挺対協関係者によると、鍾路区当局は6日、挺対協側に「碑の設置許可は区の権限の対象ではない」と通知した。にもかかわらず、挺対協は14日の建立を最終決定した。
碑をめぐっては、鍾路区が8月末に内部審査で「妨げる理由はない」とし「許可」を決定。挺対協側にも「問題ない」と口頭で伝えた。しかしその後、区の権限を超えると判断し、外交通商省などに問い合わせた。これに対し外交通商省は「碑が設置されれば日本大使館が混乱するのではないか」と非公式に回答した。区の判断変更の背景には外交問題化を避けたい韓国側の事情も影響した可能性がある。
日本側は外交ルートで韓国側に不許可を働きかけてきた。しかし、韓国の憲法裁判所が賠償請求権をめぐる韓国政府の努力不足を違憲とする決定を下したほか、反日世論への配慮もあり、政府としては抑制する動きを取りづらいようだ。
産経 2011.12..7
で、この流れの中で韓国期待の日本の民主党政権だが、官房長官が不快感を表明した。日韓の運動家たちは長く、戦前を引きずっている自民党政権が障害であり、良心的な民主党が政権を獲れば事態は(自分たちの思う方向に)進展する、と言っていたが、残念ながらそうはならなかった。民主党が野党時代の無責任な言動を問われているのは、この問題に限らない。
官房長官が「慰安婦」の碑に不快感
藤村修官房長官は8日の記者会見で、日本による朝鮮半島統治時代の元慰安婦を支援する韓国の団体が、ソウルの在韓日本大使館前に「慰安婦の碑」を14日に建立するとしている問題について「好ましくないと受け止めている。碑の建設が日韓間の外交活動に否定的な影響を与えるべきではなく、建設を中止するよう韓国側に伝えている」と述べ、不快感を示した。
産経 2011.12.8
追記: 進歩派の東京新聞も日韓関係に摩擦が生じる可能性があると懸念を表明している。
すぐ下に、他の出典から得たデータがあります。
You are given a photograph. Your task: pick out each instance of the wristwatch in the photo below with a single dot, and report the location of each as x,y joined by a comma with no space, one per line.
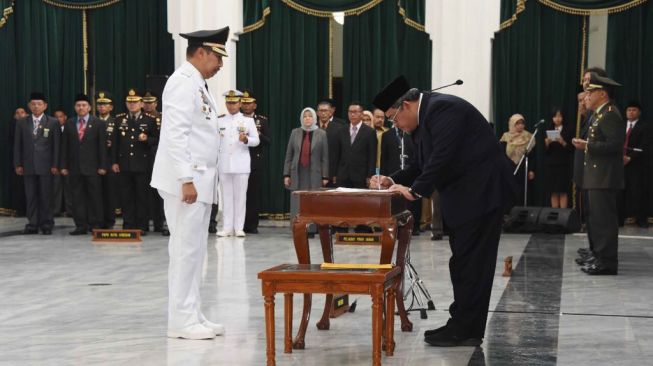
415,194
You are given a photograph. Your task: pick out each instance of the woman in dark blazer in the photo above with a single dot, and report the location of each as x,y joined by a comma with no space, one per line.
558,160
307,158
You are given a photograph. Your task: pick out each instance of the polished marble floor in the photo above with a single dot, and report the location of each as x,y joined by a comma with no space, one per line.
66,301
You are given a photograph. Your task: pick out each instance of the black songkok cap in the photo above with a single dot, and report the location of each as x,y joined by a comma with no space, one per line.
38,96
391,93
216,39
82,98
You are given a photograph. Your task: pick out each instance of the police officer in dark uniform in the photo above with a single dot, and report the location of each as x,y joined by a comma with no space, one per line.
257,155
603,174
110,183
150,104
136,134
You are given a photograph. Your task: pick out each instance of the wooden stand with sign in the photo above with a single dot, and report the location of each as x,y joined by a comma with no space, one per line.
330,208
116,236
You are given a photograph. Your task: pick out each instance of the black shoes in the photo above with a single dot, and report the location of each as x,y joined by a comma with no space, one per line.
597,269
447,338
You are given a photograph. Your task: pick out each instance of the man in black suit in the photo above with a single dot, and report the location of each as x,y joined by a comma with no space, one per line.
257,156
357,150
603,175
36,157
332,128
459,155
84,160
136,135
634,201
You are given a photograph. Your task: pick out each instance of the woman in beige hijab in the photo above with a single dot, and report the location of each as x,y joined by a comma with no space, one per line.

こちらでは、地元自治体が難色を示す中、挺対協側が強行しようという風に伝えている。
「許可なくても慰安婦像設置」 韓国の団体方針
【ソウル=辻渕智之】ソウルの日本大使館前の歩道に旧日本軍慰安婦問題を象徴するブロンズの少女像の設置を計画する韓国の民間団体は七日、「地元区役所の許可がなくても建てる」と強行する方針を明らかにした。
道路を管理するソウル市鍾路区は「通行の障害物を許可なく設置すれば道路法違反」と警告。日本大使館は「日韓関係に否定的な影響を与えかねない」と韓国側に懸念を伝えている。設置されれば、十七~十八日とされる李明博(イミョンバク)大統領の訪日を控え、両国間に摩擦が生じる可能性もある。